Question

Chlorine has two stable nuclides, \({ }^{35} \mathrm{Cl}\) and \({ }^{37} \mathrm{Cl}\). In contrast, \({ }^{36} \mathrm{Cl}\) is a radioactive nuclide that decays by beta emission. (a) What is the product of decay of \({ }^{36} \mathrm{Cl}\) ? (b) Based on the empirical rules about nuclear stability, explain why the nucleus of \({ }^{36} \mathrm{Cl}\) is less stable than either \({ }^{35} \mathrm{Cl}\) or \({ }^{37} \mathrm{Cl}\)

Short answer

(a) The product of decay of \({ }^{36}\mathrm{Cl}\) is \({ }^{36}\mathrm{Ar}\). (b) \({ }^{36}\mathrm{Cl}\) is less stable than \({ }^{35}\mathrm{Cl}\) and \({ }^{37}\mathrm{Cl}\) because it has an odd number of neutrons and a neutron-to-proton ratio further away from 1. The empirical rules of nuclear stability favor nuclei with even numbers of protons and neutrons and a neutron-to-proton ratio close to 1 for lighter elements.

Step-by-step solution

Identify the decay process

Since we are told that \({ }^{36}\mathrm{Cl}\) decays by beta emission, we need to recall that beta decay is a process that involves the conversion of a neutron into a proton (or vice versa) within the nucleus. There are two types of beta decay: 1. Beta-minus decay (\(\beta^-\)): a neutron is converted into a proton, and an electron - called a beta particle - is emitted. 2. Beta-plus decay (\(\beta^+\)): a proton is converted into a neutron, and a positron - the antiparticle of an electron - is emitted.

Write the decay equation for \({ }^{36}\mathrm{Cl}\)

We are dealing with the decay of \({ }^{36}\mathrm{Cl}\), which has an atomic number (number of protons) of 17 and a mass number (number of protons + number of neutrons) of 36. We know that a neutron within the nucleus of \({ }^{36}\mathrm{Cl}\) is converted into a proton during beta-minus decay, so the atomic number will increase by 1, and the mass number will remain unchanged.
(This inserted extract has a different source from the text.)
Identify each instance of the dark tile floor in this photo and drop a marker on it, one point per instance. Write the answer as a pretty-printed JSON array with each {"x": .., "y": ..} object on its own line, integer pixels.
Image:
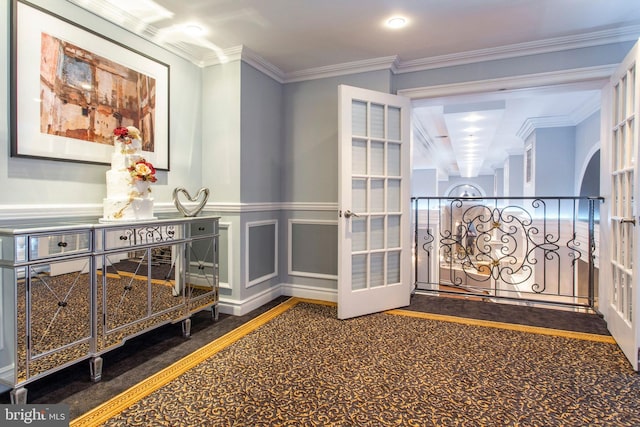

The decay equation can be written as: \[{}_Z^A X \rightarrow {}_{Z+1}^A Y + ^0_{-1}e\] Where \(X\) represents the original nuclide, \(Y\) represents the product nuclide, and \(e\) represents the beta particle (electron) emitted during decay.

Determine the product of decay for \({ }^{36}\mathrm{Cl}\)

Plugging the values of \({ }^{36}\mathrm{Cl}\) into the decay equation, we have: \[{}_{17}^{36} \mathrm{Cl} \rightarrow {}_{18}^{36} Y + ^0_{-1}e\] Since the decay process results in the emission of a beta particle and an increase in atomic number by 1, the product element will be the one with atomic number 18, which is Argon. Therefore, the product of decay is \({ }^{36}\mathrm{Ar}\).

Analyze the empirical rules of nuclear stability

There are a few rules (empirical rules) that help us understand nuclear stability: 1. Even number of protons and neutrons: Nuclei with even numbers of both protons and neutrons are more stable than those with odd numbers. 2. Neutron-to-proton ratio (\(n/p\)): For lighter elements (atomic number Z < 20), the most stable nuclei have an \(n/p\) ratio close to 1.

Compare the stability of \({ }^{35}\mathrm{Cl}\), \({ }^{37}\mathrm{Cl}\), and \({ }^{36}\mathrm{Cl}\)

Let's check the neutron and proton numbers for each isotope: 1. \({ }^{35}\mathrm{Cl}\): 17 protons, 18 neutrons: n/p ratio = 18/17 ≈ 1.06 2. \({ }^{37}\mathrm{Cl}\): 17 protons, 20 neutrons: n/p ratio = 20/17 ≈ 1.18 3. \({ }^{36}\mathrm{Cl}\): 17 protons, 19 neutrons: n/p ratio = 19/17 ≈ 1.12 Applying the empirical rules, \({ }^{35}\mathrm{Cl}\) and \({ }^{37}\mathrm{Cl}\) have an even number of neutrons, making them more stable than \({ }^{36}\mathrm{Cl}\), which has an odd number of neutrons. Moreover, the \(n/p\) ratio in \({ }^{36}\mathrm{Cl}\) is further away from 1 than \({ }^{35}\mathrm{Cl}\), also suggesting that \({ }^{36}\mathrm{Cl}\) is less stable than \({ }^{35}\mathrm{Cl}\). Therefore, the overall stability of Cl isotopes can be ranked as: \({ }^{35}\mathrm{Cl} > { }^{37}\mathrm{Cl} > { }^{36}\mathrm{Cl}\).